On Friday I turned my attention again to the GP service. I have been working on this issue most of this Parliament, as there has been an increase in the number of complaints from people unable to obtain a timely appointment to see the doctor. There have also been requests from doctors themselves for assistance with more money and support to enable them to expand their practices and meet the extra demand. I went to see a local surgery and heard of problems again in my own MP surgery.
I have been sympathetic and have taken these matters up with the government, as have other MPs. I was pleased this week to hear from the Health Secretary that considerably more money will be made available to the GP service over the next five years. Spending on GPs will now rise from £9.6bn this year to more than £12bn by 2020-21. This is estimated to be a 14% rise above inflation, and will take the GP service to a 10% share of the NHS budget. This year funding increases by £322 m or 4.4%.
On top of this money will come a £500m national sustainability and transformation package to support GPs. There are three smaller specialist funds totalling £112 m to help struggling practices and doctors under pressure. There will be measures and money to increase the numbers of GPs , adding more pharmacists to the service, helping train and encouraging back to work more practice nurses, and training new physician assistants. There will also be a substantial £900 million capital investment programme.
It is quite clear there is a substantial increase in demand and workload. Some comes from a rising population. I n Wokingham substantial new housing development brings with it an obvious need for more surgery capacity. Nationally controlling migrant numbers better will make a contribution to managing increases in demand, which will be much easier to achieve if we leave the EU. Some of the increase in demand comes from people living longer, as the frail very elderly need more treatment.
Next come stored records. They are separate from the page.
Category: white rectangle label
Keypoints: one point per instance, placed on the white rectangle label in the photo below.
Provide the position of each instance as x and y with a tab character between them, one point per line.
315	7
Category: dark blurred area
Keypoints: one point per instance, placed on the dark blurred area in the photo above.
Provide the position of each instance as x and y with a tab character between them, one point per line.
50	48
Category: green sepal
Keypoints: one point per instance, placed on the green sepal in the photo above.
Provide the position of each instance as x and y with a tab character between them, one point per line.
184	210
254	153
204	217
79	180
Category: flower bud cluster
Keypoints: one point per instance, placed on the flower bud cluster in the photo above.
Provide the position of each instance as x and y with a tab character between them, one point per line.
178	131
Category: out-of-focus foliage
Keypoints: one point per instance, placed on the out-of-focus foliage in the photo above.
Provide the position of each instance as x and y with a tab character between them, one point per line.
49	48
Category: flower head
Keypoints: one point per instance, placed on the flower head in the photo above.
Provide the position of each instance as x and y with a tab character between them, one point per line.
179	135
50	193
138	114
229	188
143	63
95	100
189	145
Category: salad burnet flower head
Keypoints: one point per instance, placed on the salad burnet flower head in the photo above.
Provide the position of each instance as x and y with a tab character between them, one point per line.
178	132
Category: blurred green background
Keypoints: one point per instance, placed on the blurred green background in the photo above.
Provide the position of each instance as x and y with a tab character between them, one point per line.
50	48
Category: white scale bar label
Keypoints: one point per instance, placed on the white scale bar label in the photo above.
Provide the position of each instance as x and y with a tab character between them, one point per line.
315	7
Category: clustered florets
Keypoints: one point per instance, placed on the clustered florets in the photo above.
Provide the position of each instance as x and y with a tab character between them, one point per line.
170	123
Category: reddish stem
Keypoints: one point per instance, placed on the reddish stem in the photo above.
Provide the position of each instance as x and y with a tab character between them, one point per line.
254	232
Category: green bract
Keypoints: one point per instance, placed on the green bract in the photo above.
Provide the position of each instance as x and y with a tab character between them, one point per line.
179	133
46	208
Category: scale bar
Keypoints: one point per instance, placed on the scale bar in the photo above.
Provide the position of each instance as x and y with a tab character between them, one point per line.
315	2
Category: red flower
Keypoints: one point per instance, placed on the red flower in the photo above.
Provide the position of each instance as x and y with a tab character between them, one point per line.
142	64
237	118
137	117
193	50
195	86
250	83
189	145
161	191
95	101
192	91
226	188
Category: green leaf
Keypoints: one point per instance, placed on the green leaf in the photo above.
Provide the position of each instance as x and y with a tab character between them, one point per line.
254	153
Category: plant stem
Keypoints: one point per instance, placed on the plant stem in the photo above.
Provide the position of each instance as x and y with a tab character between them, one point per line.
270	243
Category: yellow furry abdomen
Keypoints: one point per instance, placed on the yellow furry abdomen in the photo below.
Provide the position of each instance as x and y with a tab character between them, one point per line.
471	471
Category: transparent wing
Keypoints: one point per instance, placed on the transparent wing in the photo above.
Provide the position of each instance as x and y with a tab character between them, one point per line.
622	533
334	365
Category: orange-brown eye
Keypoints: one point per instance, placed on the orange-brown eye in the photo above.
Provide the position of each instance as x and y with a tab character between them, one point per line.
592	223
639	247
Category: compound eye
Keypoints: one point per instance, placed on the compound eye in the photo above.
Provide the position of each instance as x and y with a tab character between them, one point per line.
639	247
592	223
This is a good development which just needs more medical care to be available. Some of the demand increase comes from rising expectations of what doctors can achieve and help with. Locally I was told the average patient on a GP list has six consultations a year, with some users asking for as many as 50. Some need the appointments, but some are the worried well or could be treated by the practice nurse or pharmacist. GP practices are encouraged to experiment with new ways of assessing patient need and booking the right appointment with the right person promptly.
I have taken up the question of planning for more GP service with the Borough Council and Health and Wellbeing Board, stressing the need to keep up with expanding demand by allowing and encouraging the expansion of our GP services. GP practices are of course private sector businesses with capital and buildings provided by the doctor partners. They act for the NHS and receive most of their revenue form the government so they can provide most of their services free at the point of use. It is important that the contract and payments system is seen by doctors to be fair, so they do expand their practices to meet the demand.